Orogenic Convection in Subtropical South America as Seen by the TRMM Satellite

Rasmussen, K. L., and R. Houze (2011), Orogenic Convection in Subtropical South America as Seen by the TRMM Satellite, Mon. Wea. Rev., 139, 2399-2420, doi:10.1175/MWR-D-10-05006.1.

Extreme orogenic convective storms in southeastern South America are divided into three categories: storms with deep convective cores, storms with wide convective cores, and storms containing broad stratiform regions. Data from the Tropical Rainfall Measuring Mission satellite’s Precipitation Radar show that storms with wide convective cores are the most frequent, tending to originate near the Sierra de Cordoba range.
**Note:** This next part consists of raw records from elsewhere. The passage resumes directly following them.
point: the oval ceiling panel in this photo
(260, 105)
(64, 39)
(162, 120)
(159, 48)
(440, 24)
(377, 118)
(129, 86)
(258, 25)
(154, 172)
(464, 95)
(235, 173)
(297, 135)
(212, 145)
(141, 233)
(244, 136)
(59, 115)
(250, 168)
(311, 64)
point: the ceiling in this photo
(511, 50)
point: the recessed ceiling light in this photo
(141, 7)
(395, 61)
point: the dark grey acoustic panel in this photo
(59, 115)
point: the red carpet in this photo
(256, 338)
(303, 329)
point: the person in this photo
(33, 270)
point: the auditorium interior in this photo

Downslope flow at upper levels caps a nocturnally enhanced low-level jet, thus preventing convection from breaking out until the jet hits a steep slope of terrain, such as the Sierra de Cordoba Mountains or Andean foothills, so that the moist low-level air is lifted enough to release the instability and overcome the cap. This capping and triggering is similar to the way intense convection is released near the northwestern Himalayas. However, the intense storms with wide convective cores over southeastern South America are unlike their Himalayan counterparts in that they exhibit leading-line/trailing-stratiform organization and are influenced by baroclinic troughs more similar to storms east of the Rocky Mountains in the United States. Comparison of South American storms containing wide convective cores with storms in other parts of the world contributes to a global understanding of how major mountain ranges influence precipitating cloud systems.